Depuis plusieurs années, la Coordination des intermittents, la CGT-Spectacle, etc., mais aussi le Syndeac, le plus puissant syndicat des « patrons » du spectacle, ont élaboré un socle commun de revendications : le retour aux 507 heures réalisées sur douze mois, avec ouverture des droits à date fixe, et l'instauration d'un plafond du cumul salaires/indemnités.

Sur le site du Syndeac, deux chercheurs indépendants, Mathieu Grégoire et Olivier Pilmis, ont rendu public un rapport, dans lequel ils testent différents modèles d'indemnisation : l'une de leurs conclusions est que la proposition alternative des 507 heures en douze mois ne serait pas plus coûteuse que le dispositif actuel.

LE SOUTIEN DE LA GAUCHE

Jean-Michel Ribes, le directeur du Rond-Point, et l'un des rares metteurs en scène qui s'affichait avec le candidat François Hollande, en 2011, pendant le Festival d'Avignon, a réaffirmé sa solidarité avec le mouvement.

Le quinquennat de la gauche sera-t-il marqué par la disparition des annexes 8 et 10 ? La ministre de la culture et de la communication, Aurélie Filippetti, et le ministre du travail, Michel Sapin, qui ont multiplié les déclarations de soutien à ces annexes, depuis l'arrivée de la gauche en 2012, ont été mis devant leurs responsabilités.

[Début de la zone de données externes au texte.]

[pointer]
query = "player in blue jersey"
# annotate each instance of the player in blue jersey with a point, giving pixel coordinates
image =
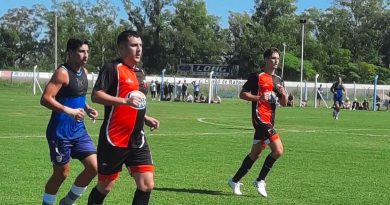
(337, 89)
(65, 95)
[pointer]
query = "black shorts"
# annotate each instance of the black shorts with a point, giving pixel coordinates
(265, 133)
(111, 159)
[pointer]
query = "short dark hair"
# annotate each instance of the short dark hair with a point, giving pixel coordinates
(125, 35)
(75, 43)
(268, 53)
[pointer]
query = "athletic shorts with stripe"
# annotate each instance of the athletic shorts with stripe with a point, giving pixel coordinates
(264, 134)
(111, 159)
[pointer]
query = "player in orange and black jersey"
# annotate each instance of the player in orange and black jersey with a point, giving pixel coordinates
(122, 138)
(263, 90)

Dans un entretien au Parisien, lundi 17 février, Aurélie Filippetti a défendu avec vigueur le régime des artistes et techniciens, rappelant que ceux-ci contribuent à la richesse nationale, et ne doivent être considérés en aucun cas comme des « parasites ». « Ne boudons pas notre plaisir », s'est réjoui Denis Gravouil, secrétaire général de la CGT-Spectacle, lundi soir. Mais ne baissons pas la garde, a-t-il aussitôt ajouté, en appelant à une manifestation parisienne, jeudi 27 février, à 14 heures, qui ira « du Palais-Royal à l'avenue Bosquet, dans le septième arrondissement », soit du ministère de la culture au siège du Medef.

UNE RÉPLIQUE AVEC DES CHIFFRES

Un appel à la grève est par ailleurs lancé, pour le 12 mars, sachant que les négociations pourraient s'achever le 31 mars. Le compte-à-rebours commence. Il faut répliquer avec des chiffres, et « arrêter de courber l'échine », a déclaré Samuel Churin.

Dans des vidéos intitulées Ripostes n°1 et Ripostes n°2, visibles sur Internet, Samuel Churin fait de la pédagogie et démontre « l'ineptie » du raisonnement selon lequel les annexes 8 et 10 accuseraient un déficit d'un milliard d'euros (le rapport cotisations perçues et prestations versées).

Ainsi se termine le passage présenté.